Il se trouve que le terme pédéraste a une consonance désagréable, en dépit de sa signification anodine. Il s’ensuit que le mot est tombé aux oubliettes, qu’on ne l’entend plus jamais, et que la majorité des jeunes d’aujourd’hui en ignorent l’existence. Conséquence : tout le monde en est venu à confondre pédéraste et pédophile, et c’est loin d’être anodin, car ils ne manquent pas, ceux qui connaissent les deux mots et « oublient » volontairement le premier pour mieux salir ceux qu’ils veulent faire tomber. C’est évidemment le cas de Marine Le Pen, assez âgée et assez cultivée pour ne pas faire la confusion. Elle a donc parlé de la pédophilie de Mitterrand – qui est loin d’être prouvée, et qu’il nie farouchement.

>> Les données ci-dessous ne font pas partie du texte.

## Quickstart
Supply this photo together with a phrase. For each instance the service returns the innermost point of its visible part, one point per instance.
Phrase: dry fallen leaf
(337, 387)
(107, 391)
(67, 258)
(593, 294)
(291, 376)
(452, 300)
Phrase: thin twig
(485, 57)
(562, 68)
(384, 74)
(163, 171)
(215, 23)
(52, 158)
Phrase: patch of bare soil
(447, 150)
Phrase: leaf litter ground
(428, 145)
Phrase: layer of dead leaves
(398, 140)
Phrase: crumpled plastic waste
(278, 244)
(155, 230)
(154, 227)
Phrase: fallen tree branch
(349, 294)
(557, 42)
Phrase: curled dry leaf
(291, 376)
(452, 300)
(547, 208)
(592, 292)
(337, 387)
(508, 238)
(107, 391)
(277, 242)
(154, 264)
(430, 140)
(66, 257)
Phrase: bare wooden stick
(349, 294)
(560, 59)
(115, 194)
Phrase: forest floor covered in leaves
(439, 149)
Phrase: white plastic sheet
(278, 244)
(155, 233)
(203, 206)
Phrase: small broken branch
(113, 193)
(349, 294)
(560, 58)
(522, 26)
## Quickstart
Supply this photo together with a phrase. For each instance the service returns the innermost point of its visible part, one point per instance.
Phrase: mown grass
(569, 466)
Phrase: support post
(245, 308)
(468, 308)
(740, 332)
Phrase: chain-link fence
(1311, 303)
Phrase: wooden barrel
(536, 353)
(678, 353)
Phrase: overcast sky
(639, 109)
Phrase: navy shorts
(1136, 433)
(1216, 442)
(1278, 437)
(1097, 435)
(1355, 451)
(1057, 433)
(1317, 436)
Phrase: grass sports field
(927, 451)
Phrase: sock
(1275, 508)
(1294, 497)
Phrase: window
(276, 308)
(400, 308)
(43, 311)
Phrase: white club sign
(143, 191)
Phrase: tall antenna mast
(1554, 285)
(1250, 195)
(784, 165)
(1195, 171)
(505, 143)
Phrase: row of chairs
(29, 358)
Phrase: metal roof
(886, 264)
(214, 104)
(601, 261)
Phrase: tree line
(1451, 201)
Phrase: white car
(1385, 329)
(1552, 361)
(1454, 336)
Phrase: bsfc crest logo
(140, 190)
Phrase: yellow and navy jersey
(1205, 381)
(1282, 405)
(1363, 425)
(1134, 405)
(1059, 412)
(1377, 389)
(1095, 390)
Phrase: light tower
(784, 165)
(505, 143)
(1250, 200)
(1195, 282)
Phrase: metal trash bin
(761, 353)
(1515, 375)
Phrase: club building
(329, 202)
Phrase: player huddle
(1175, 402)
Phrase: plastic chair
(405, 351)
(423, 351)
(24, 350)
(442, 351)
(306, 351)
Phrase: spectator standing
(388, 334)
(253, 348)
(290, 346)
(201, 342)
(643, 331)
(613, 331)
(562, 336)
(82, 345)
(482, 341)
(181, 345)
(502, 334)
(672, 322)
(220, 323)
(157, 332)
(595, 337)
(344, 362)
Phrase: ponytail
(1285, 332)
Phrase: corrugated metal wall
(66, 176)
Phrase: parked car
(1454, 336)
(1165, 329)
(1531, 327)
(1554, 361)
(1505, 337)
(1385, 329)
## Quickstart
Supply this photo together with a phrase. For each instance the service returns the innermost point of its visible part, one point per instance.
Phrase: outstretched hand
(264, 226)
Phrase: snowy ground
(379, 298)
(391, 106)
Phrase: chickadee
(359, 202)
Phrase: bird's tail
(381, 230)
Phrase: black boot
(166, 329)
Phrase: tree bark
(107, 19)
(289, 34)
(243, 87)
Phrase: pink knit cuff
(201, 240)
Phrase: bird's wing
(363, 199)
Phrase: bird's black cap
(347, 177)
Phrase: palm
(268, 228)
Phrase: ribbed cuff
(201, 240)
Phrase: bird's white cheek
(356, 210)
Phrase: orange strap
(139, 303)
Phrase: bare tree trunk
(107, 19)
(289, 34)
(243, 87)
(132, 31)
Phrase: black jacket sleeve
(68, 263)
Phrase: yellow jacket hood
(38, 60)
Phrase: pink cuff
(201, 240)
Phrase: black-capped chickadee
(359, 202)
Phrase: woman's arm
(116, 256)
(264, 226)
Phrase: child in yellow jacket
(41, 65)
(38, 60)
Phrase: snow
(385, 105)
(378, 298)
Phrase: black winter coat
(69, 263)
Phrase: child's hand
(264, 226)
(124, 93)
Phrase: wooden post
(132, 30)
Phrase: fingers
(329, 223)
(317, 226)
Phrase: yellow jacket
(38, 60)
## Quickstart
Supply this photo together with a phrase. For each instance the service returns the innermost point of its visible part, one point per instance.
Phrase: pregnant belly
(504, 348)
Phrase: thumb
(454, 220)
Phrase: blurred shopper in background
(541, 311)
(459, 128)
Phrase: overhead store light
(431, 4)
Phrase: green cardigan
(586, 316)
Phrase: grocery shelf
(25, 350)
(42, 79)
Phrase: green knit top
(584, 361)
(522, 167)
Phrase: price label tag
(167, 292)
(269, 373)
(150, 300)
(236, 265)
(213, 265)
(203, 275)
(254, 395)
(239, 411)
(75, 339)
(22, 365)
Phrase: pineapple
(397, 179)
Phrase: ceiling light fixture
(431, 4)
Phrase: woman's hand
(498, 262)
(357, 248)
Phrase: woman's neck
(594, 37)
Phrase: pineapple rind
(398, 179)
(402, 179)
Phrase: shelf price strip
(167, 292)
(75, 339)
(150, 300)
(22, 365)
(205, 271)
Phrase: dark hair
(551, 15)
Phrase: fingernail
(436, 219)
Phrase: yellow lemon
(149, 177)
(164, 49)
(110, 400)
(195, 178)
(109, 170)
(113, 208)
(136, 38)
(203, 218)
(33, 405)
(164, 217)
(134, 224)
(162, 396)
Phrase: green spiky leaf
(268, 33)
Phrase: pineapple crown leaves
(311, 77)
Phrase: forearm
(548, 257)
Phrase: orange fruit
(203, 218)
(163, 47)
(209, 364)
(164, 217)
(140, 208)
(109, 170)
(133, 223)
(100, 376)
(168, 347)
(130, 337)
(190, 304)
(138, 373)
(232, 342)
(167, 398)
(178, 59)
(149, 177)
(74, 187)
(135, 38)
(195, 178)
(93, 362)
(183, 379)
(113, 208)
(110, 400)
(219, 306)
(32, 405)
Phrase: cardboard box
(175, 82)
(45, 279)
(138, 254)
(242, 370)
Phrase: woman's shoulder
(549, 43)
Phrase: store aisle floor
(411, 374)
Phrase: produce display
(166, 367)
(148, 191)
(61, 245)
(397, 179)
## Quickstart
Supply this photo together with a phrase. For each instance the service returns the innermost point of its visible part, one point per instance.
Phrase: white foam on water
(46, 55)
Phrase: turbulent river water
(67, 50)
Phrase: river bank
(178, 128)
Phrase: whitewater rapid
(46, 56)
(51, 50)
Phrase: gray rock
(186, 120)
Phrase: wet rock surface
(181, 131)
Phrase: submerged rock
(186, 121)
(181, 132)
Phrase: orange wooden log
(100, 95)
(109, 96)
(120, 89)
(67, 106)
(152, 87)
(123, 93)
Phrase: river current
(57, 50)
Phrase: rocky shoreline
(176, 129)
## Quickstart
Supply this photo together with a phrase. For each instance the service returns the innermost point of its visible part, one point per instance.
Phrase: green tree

Cultivé, Frédéric Mitterrand connaît aussi la distinction, mais il a voulu jouer de l’ignorance des autres en prétendant qu’on ne pouvait lui opposer que son homosexualité. Il a poussé l’inconscience jusqu’à prétendre qu’en Thaïlande, il n’avait eu de relations qu’avec des garçons « de son âge », ou, au pire, ayant cinq ans de moins que lui, ce qui est stupide et mensonger : on ne va pas à Bangkok pour coucher avec des gens de son âge – sinon, autant rester à Paris –, et tous les prostitués mâles (voir plus loin) ont autour de vingt ans.
D’ailleurs, la description qu’en fait Mitterrand dans son livre, que j’ai lu, les décrit bien, âgés en effet d’une vingtaine d’années : « La plupart d’entre eux sont jeunes, beaux, apparemment épargnés par la dévastation qu’on pourrait attendre de leur activité. J’apprendrai plus tard qu’ils ne viennent pas tous les soirs, ont une petite amie, sont souvent étudiants et vivent parfois même avec leur famille qui prétend ignorer l’origine de leur gagne-pain ».